An open API service indexing awesome lists of open source software.

https://github.com/cleverdevil/healthlake

Web service for ingesting Apple HealthKit data into an S3-backed data lake and making it accessible.
https://github.com/cleverdevil/healthlake

Last synced: 11 months ago
JSON representation

Web service for ingesting Apple HealthKit data into an S3-backed data lake and making it accessible.

Awesome Lists containing this project

README

          

Health Lake
===========

Health Lake is a work-in-progress web service that makes it possible to ingest
Apple HealthKit data into an Amazon S3 bucket, ready to be used as a queryable
data lake. The web service is dependent on an iOS app in the Apple App Store
called [Health Auto Export](https://apps.apple.com/us/app/health-auto-export-json-csv/id1115567069),
so you'll need to download, install, and configure it to use this service.

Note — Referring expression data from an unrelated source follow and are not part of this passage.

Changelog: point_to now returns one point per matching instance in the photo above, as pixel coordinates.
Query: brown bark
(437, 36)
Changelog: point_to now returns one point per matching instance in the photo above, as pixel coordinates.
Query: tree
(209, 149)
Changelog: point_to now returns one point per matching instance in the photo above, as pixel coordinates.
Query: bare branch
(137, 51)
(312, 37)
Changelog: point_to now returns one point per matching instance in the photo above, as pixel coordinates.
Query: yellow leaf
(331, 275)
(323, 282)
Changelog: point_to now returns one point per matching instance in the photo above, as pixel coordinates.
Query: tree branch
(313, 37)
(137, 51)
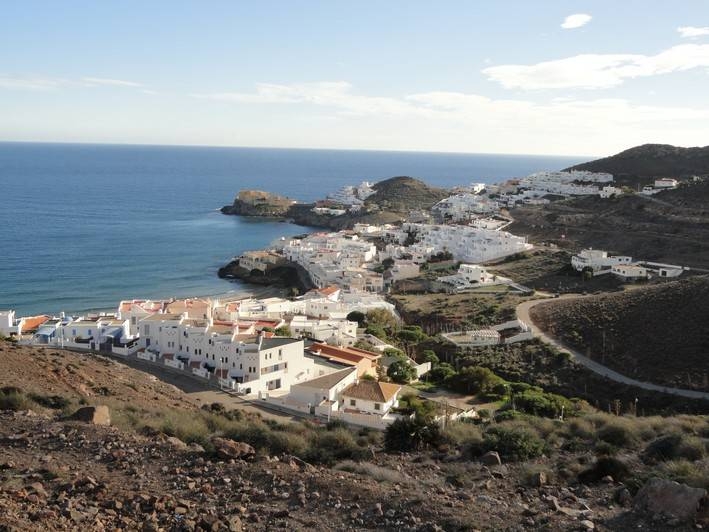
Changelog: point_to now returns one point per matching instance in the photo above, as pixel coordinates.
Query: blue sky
(544, 77)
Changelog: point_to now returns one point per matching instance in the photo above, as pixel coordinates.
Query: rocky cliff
(646, 162)
(393, 200)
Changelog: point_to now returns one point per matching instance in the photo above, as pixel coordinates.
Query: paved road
(523, 314)
(199, 389)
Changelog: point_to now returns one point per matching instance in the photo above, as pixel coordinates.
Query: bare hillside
(657, 334)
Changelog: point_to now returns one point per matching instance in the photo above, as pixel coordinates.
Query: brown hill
(657, 334)
(642, 163)
(393, 200)
(672, 226)
(403, 194)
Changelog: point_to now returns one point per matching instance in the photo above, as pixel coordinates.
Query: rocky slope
(67, 475)
(671, 227)
(657, 334)
(642, 163)
(393, 200)
(282, 276)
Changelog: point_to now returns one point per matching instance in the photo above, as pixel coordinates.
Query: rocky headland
(394, 199)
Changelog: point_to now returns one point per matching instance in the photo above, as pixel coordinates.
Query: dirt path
(524, 315)
(200, 390)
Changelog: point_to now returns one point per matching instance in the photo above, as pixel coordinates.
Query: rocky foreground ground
(70, 475)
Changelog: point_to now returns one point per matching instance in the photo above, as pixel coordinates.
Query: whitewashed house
(370, 397)
(597, 261)
(630, 272)
(8, 323)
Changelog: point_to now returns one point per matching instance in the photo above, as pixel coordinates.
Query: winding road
(524, 315)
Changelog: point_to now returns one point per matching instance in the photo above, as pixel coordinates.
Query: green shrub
(513, 442)
(620, 433)
(55, 402)
(675, 446)
(538, 403)
(401, 372)
(605, 466)
(330, 446)
(463, 434)
(12, 398)
(475, 380)
(412, 434)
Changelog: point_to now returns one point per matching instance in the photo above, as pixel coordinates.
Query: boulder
(176, 443)
(669, 498)
(491, 458)
(227, 449)
(96, 415)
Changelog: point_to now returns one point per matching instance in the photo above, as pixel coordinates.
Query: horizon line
(225, 146)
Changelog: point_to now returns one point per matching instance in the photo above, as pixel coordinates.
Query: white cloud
(593, 71)
(453, 121)
(31, 83)
(113, 82)
(44, 83)
(691, 32)
(576, 21)
(337, 94)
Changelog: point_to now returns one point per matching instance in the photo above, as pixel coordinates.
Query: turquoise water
(84, 226)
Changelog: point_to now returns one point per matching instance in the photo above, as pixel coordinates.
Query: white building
(370, 397)
(630, 272)
(335, 332)
(467, 244)
(610, 191)
(463, 207)
(402, 269)
(468, 276)
(352, 195)
(510, 332)
(666, 183)
(8, 323)
(259, 260)
(597, 261)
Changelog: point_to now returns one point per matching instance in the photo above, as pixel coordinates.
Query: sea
(83, 226)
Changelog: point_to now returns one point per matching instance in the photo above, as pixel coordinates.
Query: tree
(441, 373)
(430, 356)
(376, 330)
(283, 331)
(393, 352)
(357, 316)
(412, 434)
(475, 380)
(381, 317)
(401, 372)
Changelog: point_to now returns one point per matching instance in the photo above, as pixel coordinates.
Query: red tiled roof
(379, 392)
(33, 322)
(353, 354)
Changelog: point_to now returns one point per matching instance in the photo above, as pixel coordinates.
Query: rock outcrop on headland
(284, 275)
(259, 203)
(392, 202)
(650, 161)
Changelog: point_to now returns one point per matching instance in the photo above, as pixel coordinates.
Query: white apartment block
(259, 260)
(467, 244)
(609, 191)
(630, 272)
(334, 332)
(463, 207)
(598, 261)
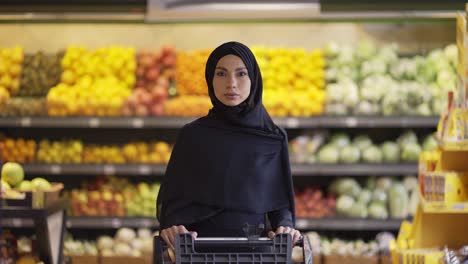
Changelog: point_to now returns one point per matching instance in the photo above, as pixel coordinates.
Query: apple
(41, 184)
(25, 186)
(12, 173)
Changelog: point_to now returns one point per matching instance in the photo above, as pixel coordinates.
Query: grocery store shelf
(96, 222)
(354, 169)
(95, 169)
(160, 169)
(348, 224)
(178, 122)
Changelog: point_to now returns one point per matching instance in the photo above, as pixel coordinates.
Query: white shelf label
(25, 122)
(17, 222)
(55, 169)
(144, 169)
(116, 223)
(94, 122)
(292, 122)
(351, 122)
(109, 169)
(138, 122)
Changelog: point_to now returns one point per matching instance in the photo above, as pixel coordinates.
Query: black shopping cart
(250, 249)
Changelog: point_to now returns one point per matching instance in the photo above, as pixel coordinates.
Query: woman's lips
(231, 96)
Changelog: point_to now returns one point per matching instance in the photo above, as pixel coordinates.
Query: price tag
(138, 122)
(146, 223)
(17, 222)
(301, 223)
(94, 122)
(109, 169)
(116, 223)
(25, 122)
(292, 122)
(55, 169)
(351, 122)
(144, 169)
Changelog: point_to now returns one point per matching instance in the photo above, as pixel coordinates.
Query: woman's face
(231, 81)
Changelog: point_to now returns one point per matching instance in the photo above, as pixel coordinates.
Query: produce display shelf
(98, 222)
(461, 145)
(362, 169)
(445, 208)
(95, 169)
(178, 122)
(348, 224)
(298, 170)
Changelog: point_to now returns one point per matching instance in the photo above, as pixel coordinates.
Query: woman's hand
(295, 234)
(168, 234)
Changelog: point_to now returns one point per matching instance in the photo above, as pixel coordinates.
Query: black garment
(234, 160)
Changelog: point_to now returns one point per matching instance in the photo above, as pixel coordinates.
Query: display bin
(338, 259)
(35, 199)
(230, 250)
(82, 259)
(124, 260)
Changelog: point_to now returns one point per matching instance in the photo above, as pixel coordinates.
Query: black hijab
(234, 158)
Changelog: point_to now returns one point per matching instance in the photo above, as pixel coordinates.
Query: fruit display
(378, 198)
(40, 72)
(4, 97)
(188, 106)
(65, 151)
(126, 242)
(93, 83)
(111, 196)
(371, 80)
(25, 106)
(312, 203)
(19, 150)
(293, 80)
(144, 102)
(341, 149)
(190, 72)
(102, 154)
(153, 152)
(155, 71)
(11, 60)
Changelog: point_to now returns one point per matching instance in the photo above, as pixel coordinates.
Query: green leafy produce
(410, 152)
(365, 197)
(350, 154)
(379, 196)
(344, 205)
(362, 142)
(372, 154)
(358, 210)
(398, 201)
(329, 154)
(390, 151)
(377, 211)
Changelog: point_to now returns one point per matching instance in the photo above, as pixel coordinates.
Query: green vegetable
(365, 197)
(328, 154)
(430, 143)
(358, 210)
(350, 154)
(411, 152)
(362, 142)
(340, 140)
(377, 211)
(390, 151)
(372, 154)
(398, 201)
(344, 204)
(379, 196)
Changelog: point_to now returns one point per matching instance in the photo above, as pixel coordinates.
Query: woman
(230, 167)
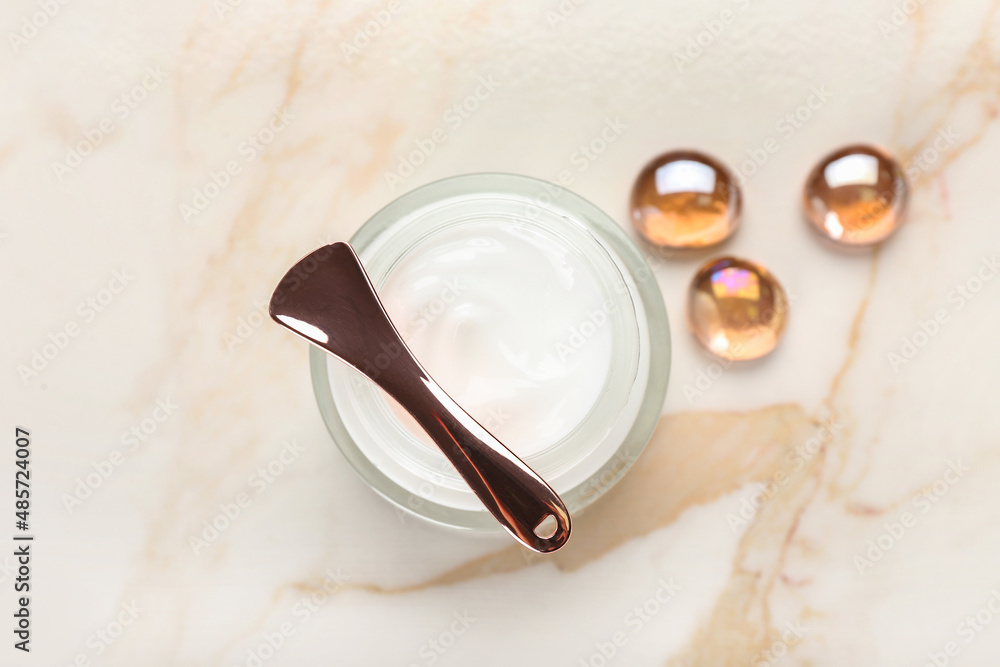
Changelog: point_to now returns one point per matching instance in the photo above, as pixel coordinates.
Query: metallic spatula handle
(328, 299)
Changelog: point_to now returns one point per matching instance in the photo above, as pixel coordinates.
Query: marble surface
(162, 164)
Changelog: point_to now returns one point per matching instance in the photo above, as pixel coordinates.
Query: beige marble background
(693, 559)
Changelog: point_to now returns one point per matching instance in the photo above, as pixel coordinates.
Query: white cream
(514, 327)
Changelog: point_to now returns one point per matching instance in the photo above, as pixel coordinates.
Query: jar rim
(626, 257)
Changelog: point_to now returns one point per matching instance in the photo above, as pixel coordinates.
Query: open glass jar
(534, 311)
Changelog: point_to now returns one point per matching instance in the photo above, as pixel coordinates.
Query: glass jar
(569, 312)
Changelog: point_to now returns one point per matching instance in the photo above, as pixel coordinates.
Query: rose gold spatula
(328, 299)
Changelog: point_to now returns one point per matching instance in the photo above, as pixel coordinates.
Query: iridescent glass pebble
(685, 199)
(856, 196)
(736, 309)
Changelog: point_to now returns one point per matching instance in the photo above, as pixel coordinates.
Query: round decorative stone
(684, 200)
(736, 309)
(856, 196)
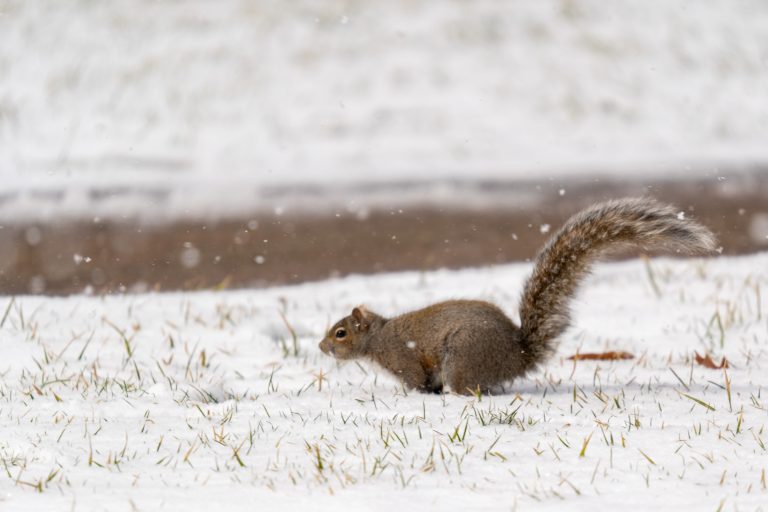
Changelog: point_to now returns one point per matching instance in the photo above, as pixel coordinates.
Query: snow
(168, 108)
(194, 401)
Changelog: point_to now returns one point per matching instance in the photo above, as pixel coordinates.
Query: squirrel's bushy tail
(566, 259)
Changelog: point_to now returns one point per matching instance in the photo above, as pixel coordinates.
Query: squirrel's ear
(361, 316)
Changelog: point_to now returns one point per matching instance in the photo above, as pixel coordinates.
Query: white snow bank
(202, 104)
(198, 401)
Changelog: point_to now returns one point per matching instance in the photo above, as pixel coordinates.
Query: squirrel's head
(347, 338)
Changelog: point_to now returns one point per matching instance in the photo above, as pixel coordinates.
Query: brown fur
(472, 346)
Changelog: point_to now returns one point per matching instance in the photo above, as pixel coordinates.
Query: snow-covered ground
(202, 401)
(166, 108)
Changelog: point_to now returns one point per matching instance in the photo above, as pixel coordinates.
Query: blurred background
(191, 144)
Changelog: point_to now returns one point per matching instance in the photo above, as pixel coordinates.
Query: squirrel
(471, 346)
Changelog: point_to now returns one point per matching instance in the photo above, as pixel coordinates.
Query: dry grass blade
(707, 362)
(601, 356)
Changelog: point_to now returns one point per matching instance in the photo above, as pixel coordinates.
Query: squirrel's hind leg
(479, 360)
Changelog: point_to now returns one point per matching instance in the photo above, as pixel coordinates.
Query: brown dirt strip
(113, 256)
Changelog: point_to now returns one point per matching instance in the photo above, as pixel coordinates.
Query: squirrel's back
(473, 345)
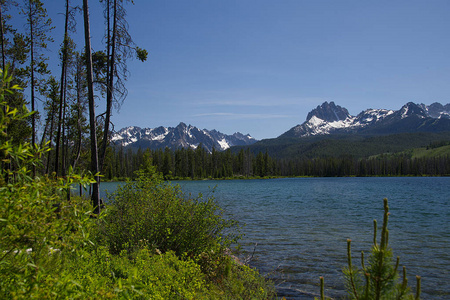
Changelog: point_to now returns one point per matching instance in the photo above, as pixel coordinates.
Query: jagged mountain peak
(412, 109)
(330, 118)
(329, 112)
(181, 136)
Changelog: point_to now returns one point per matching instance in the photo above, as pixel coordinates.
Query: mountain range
(324, 122)
(181, 136)
(330, 118)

It is already in use by me for [my website](https://cleverdevil.io/health), but
there are some bits and pieces that are configured in my AWS environment,
including setting up tables and views in AWS Glue that enable the service to
query the data set using Athena. If there is enough interest, I may put together
some IaC templates (CloudFormation or Terraform) that can be used to do a more
complete deployment.

Feel free to look at the code, ask questions, and provide feedback!

On Usage
--------

As mentioned above, this is a work-in-progress, and some bits and pieces for the
complete project aren't included, but here is a quick summary of how I
use/deploy the web service.

Install the [serverless framework](https://serverless.com) and then copy the
sample configuration files to "real" ones. Notably, you'll need to have a file
called `conf.py` for configuring the web service and `serverless.yml` which is
used by the serverless framework to do the full deployment of the service to
Lambda with the appropriate API Gateway configuration and IAM settings to ensure
the function has access to S3, Athena, and Glue.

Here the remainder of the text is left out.